The metadata of quality information for VR bitstream is represented in the form of the so-called quality information SEI (QSEI) message (given in the Annex). The key elements of this SEI message are as follows. It should be noted that the metadata presented can be provided in any other format such as XML.

• • duration_flag: If this flag is equal to 1, the information in this message will be valid for all NU's from the position of this SEI message and lasts for a time interval represented by the duration element. When this flag is equal to 0, the information is valid for all NU's from the position of this SEI message and until the appearance of the next quality information SEI message (or the end of sequence).
  • representative_information_flag: this flag indicates whether the information in this message can be used as the representative information for the bitstream in case where multiple bitstreams are considered at the same time.
  • quality_matrix_present_flag: this flag indicates whether the message includes quality information for different combinations of element_id, temporal_id, and quality_id (provided in matrix form).
  • priority_quality_mapping_flag: this flag indicates whether the message includes quality information for different priority layers.
  • quality_setting_flag: indicates whether the syntax element quality_setting_uri is present and the metric for quality value is known.
  • duration: describes the length of the current sequence.
  • num_eld_minus1: this value plus 1 specifies the number of element video substreams which will be described by this SEI message.
  • num_tId_minus1[i]: plus 1 specifies the number of temporal layers corresponding to the element video with element_id equal to i.
  • num_qId_minus1[i]: plus 1 specifies the number of quality layers corresponding to the element video with element_id equal to i.
  • quality_present_flag: this flag indicates whether the quality information exist
  • quality_value[i][j][k]: specifies the value of quality for the combination of element_id equal to i, temporal_id equal to j, and quality_id equal to k.
  • pr_num_minus1: plus 1 specifies the number of priority layers
  • pr_id[i]: specifies a priority layer
  • mapping_quality_value[i]: specifies the quality corresponding to the priority layer identified by pr_id[i].
  • quality_setting_uri[QualitySettingUriIdx] is the QualitySettingUriIdx-th byte of a null-terminated string encoded in UTF-8 characters, specifying the universal resource identifier (URI) of the description of the quality metric.

Note that, when the quality_present_flag is equal to 0, the corresponding quality value can still be obtained by interpolating the neighbor quality values.

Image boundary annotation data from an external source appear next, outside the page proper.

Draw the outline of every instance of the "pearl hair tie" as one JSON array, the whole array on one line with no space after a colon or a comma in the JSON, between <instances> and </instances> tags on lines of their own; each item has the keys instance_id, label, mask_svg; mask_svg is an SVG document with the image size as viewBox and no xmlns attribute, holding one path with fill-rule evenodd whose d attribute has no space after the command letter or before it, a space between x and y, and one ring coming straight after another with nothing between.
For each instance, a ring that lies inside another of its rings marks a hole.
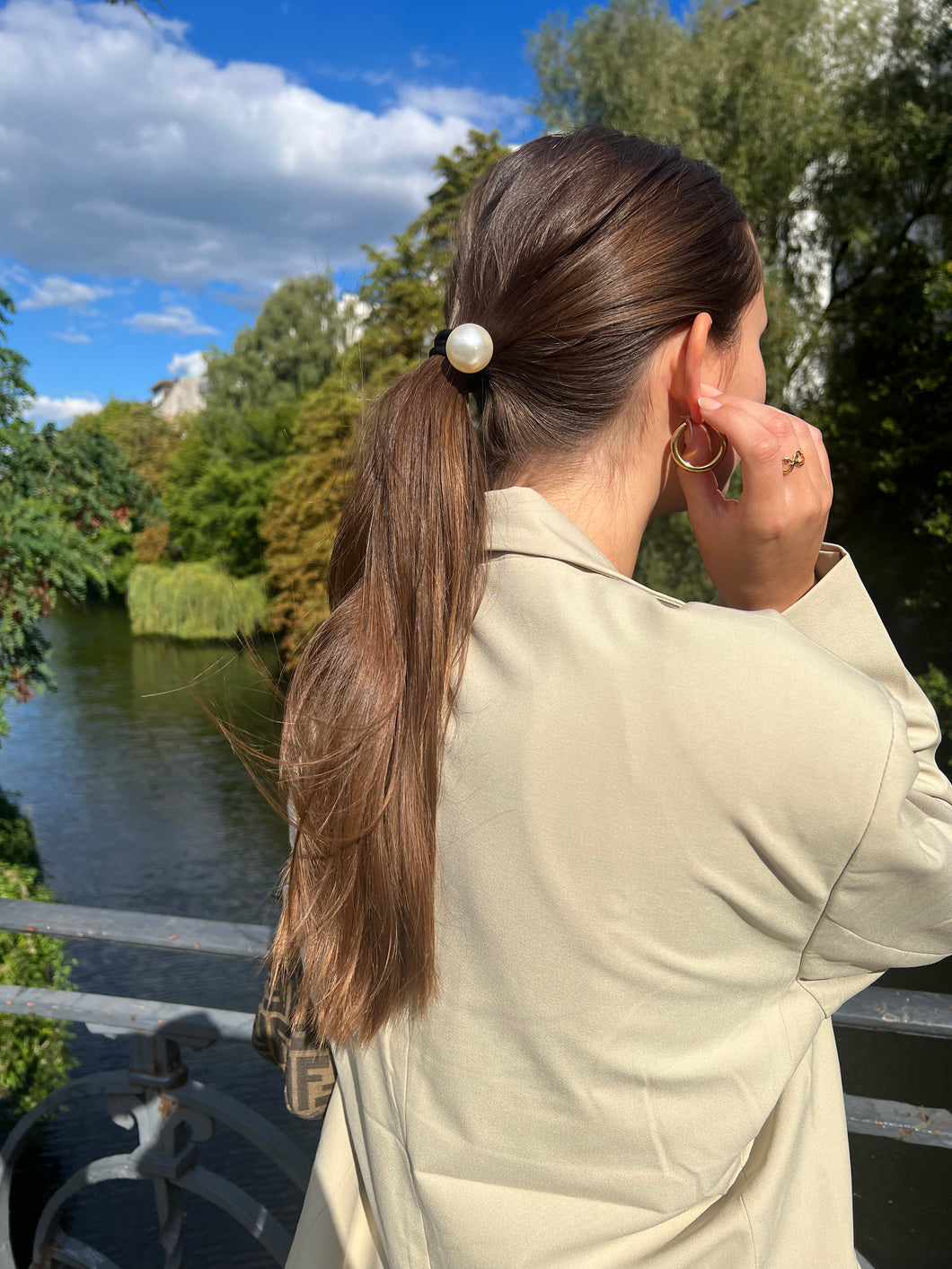
<instances>
[{"instance_id":1,"label":"pearl hair tie","mask_svg":"<svg viewBox=\"0 0 952 1269\"><path fill-rule=\"evenodd\" d=\"M446 357L461 374L479 374L493 359L493 336L473 321L442 330L433 340L430 357Z\"/></svg>"}]
</instances>

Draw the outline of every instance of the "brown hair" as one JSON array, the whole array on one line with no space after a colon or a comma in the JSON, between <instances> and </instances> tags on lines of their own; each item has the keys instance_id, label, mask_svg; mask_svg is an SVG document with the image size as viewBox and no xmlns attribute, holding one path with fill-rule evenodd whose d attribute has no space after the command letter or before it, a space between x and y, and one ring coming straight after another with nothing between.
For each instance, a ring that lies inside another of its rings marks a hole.
<instances>
[{"instance_id":1,"label":"brown hair","mask_svg":"<svg viewBox=\"0 0 952 1269\"><path fill-rule=\"evenodd\" d=\"M297 1019L322 1038L366 1042L435 987L437 798L486 490L592 445L698 312L729 344L759 284L736 198L674 147L600 127L545 136L471 192L446 320L485 326L493 360L477 378L430 358L377 401L331 613L288 693L281 769L297 840L272 972L300 975Z\"/></svg>"}]
</instances>

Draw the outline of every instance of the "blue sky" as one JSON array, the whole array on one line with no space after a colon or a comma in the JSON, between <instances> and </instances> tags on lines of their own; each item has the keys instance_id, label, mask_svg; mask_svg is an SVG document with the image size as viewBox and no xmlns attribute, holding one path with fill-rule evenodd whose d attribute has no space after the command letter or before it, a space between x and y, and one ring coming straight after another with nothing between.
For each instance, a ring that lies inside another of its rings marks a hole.
<instances>
[{"instance_id":1,"label":"blue sky","mask_svg":"<svg viewBox=\"0 0 952 1269\"><path fill-rule=\"evenodd\" d=\"M353 287L468 127L539 131L526 42L556 8L586 6L0 5L0 286L34 416L194 371L282 277Z\"/></svg>"}]
</instances>

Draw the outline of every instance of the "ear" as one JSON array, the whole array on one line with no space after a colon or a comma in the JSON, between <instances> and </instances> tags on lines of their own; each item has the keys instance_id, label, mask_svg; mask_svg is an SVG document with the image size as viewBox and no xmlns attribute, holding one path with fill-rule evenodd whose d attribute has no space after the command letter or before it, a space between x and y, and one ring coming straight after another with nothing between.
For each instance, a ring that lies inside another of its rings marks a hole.
<instances>
[{"instance_id":1,"label":"ear","mask_svg":"<svg viewBox=\"0 0 952 1269\"><path fill-rule=\"evenodd\" d=\"M692 423L701 423L701 407L697 398L701 396L701 383L716 383L713 372L712 353L708 343L711 332L711 315L698 313L691 324L691 329L678 345L677 360L671 374L671 396L677 401L678 411L688 414Z\"/></svg>"}]
</instances>

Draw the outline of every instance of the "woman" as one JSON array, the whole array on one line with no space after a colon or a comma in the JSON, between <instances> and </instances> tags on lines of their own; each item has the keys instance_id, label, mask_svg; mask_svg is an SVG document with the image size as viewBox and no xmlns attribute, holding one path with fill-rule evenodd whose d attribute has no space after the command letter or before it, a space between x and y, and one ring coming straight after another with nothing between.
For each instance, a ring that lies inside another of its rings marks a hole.
<instances>
[{"instance_id":1,"label":"woman","mask_svg":"<svg viewBox=\"0 0 952 1269\"><path fill-rule=\"evenodd\" d=\"M763 404L744 213L541 137L447 321L482 330L378 402L288 700L274 966L338 1071L289 1265L854 1269L830 1015L952 950L952 789L820 434ZM711 605L631 580L685 506Z\"/></svg>"}]
</instances>

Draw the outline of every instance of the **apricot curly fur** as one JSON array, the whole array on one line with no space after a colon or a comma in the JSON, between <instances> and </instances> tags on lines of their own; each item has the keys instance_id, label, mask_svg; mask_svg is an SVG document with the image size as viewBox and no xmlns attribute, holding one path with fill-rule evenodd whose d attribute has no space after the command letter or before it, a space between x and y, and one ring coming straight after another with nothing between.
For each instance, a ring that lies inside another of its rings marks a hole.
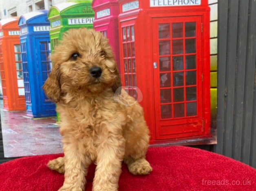
<instances>
[{"instance_id":1,"label":"apricot curly fur","mask_svg":"<svg viewBox=\"0 0 256 191\"><path fill-rule=\"evenodd\" d=\"M79 56L71 58L75 52ZM97 164L93 189L117 191L124 160L133 174L152 171L146 160L149 130L143 110L121 85L107 39L85 28L66 32L51 56L54 64L43 89L57 102L64 156L49 162L64 173L59 191L82 191L91 163ZM99 78L89 69L100 67Z\"/></svg>"}]
</instances>

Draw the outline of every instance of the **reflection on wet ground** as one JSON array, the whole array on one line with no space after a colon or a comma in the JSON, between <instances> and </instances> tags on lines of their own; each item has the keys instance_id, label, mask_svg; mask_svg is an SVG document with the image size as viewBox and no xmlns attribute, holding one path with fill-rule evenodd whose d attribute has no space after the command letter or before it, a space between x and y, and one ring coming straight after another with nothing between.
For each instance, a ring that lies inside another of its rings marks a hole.
<instances>
[{"instance_id":1,"label":"reflection on wet ground","mask_svg":"<svg viewBox=\"0 0 256 191\"><path fill-rule=\"evenodd\" d=\"M62 152L56 118L35 119L26 117L26 111L9 111L1 109L4 156Z\"/></svg>"}]
</instances>

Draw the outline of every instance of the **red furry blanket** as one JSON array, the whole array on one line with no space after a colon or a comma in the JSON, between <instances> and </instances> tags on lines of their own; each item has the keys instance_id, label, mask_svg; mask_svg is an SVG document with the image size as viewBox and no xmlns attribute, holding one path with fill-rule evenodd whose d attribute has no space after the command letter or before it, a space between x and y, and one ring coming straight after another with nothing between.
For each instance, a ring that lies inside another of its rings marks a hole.
<instances>
[{"instance_id":1,"label":"red furry blanket","mask_svg":"<svg viewBox=\"0 0 256 191\"><path fill-rule=\"evenodd\" d=\"M46 166L62 154L24 157L0 165L0 191L57 191L63 174ZM256 190L256 170L225 156L189 147L151 148L147 158L153 167L149 175L130 174L126 165L119 190ZM86 191L91 190L95 166L87 177Z\"/></svg>"}]
</instances>

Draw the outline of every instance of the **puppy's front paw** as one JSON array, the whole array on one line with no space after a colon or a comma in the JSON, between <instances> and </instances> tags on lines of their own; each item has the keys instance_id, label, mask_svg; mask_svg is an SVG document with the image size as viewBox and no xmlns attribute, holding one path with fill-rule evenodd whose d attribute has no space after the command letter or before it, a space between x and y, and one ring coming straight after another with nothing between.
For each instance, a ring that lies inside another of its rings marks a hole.
<instances>
[{"instance_id":1,"label":"puppy's front paw","mask_svg":"<svg viewBox=\"0 0 256 191\"><path fill-rule=\"evenodd\" d=\"M77 187L75 185L71 184L65 184L63 185L58 191L83 191L84 187Z\"/></svg>"},{"instance_id":2,"label":"puppy's front paw","mask_svg":"<svg viewBox=\"0 0 256 191\"><path fill-rule=\"evenodd\" d=\"M152 171L152 167L145 158L135 161L128 165L129 171L135 175L148 174Z\"/></svg>"},{"instance_id":3,"label":"puppy's front paw","mask_svg":"<svg viewBox=\"0 0 256 191\"><path fill-rule=\"evenodd\" d=\"M47 166L50 169L55 170L59 173L64 174L65 172L64 158L63 157L59 157L50 161L47 164Z\"/></svg>"}]
</instances>

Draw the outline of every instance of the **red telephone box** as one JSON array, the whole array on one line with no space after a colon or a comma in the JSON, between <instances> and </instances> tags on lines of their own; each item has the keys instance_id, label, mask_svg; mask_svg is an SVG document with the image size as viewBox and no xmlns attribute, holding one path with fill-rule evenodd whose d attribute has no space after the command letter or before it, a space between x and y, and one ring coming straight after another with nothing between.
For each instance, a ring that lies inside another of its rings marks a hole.
<instances>
[{"instance_id":1,"label":"red telephone box","mask_svg":"<svg viewBox=\"0 0 256 191\"><path fill-rule=\"evenodd\" d=\"M117 64L120 70L118 20L119 6L117 0L93 0L92 3L95 13L93 26L109 39Z\"/></svg>"},{"instance_id":2,"label":"red telephone box","mask_svg":"<svg viewBox=\"0 0 256 191\"><path fill-rule=\"evenodd\" d=\"M26 110L18 19L0 21L0 72L4 109Z\"/></svg>"},{"instance_id":3,"label":"red telephone box","mask_svg":"<svg viewBox=\"0 0 256 191\"><path fill-rule=\"evenodd\" d=\"M121 79L151 143L210 137L208 1L118 2Z\"/></svg>"}]
</instances>

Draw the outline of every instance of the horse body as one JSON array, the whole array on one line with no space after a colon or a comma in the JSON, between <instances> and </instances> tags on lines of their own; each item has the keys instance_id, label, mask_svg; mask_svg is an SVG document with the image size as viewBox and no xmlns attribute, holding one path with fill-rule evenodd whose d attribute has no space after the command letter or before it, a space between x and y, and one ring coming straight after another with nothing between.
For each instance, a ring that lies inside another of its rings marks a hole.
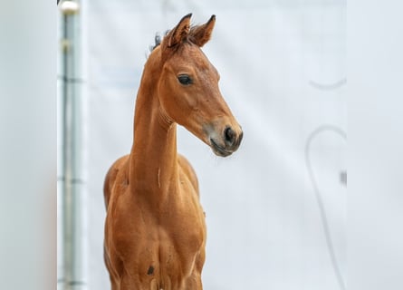
<instances>
[{"instance_id":1,"label":"horse body","mask_svg":"<svg viewBox=\"0 0 403 290\"><path fill-rule=\"evenodd\" d=\"M130 154L105 179L104 258L113 290L202 289L205 215L195 171L177 153L177 123L220 156L238 148L242 130L200 50L215 17L192 29L189 19L182 18L149 57Z\"/></svg>"}]
</instances>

This flag would help to skip the unnecessary or unavailable quality values for certain operations, and thus reducing the complexity of the message.

Advantageous Effects of the Invention

The system and method provided by the present invention help to flexibly adapt the VR video bitstream in multi-dimensionality and deliver the most optimal VR video quality to users under different constraints on the user's device processing capability, the network bandwidth to the user, and the user's preferences.

In addition, in the case of multiple bitstreams adaptation, or access control for large-scale systems, the quality information proposed in the present invention allows the construction of utility functions for optimal problems that fully reflect the quality aspects and user preferences thereby allowing for more optimal use of system resources.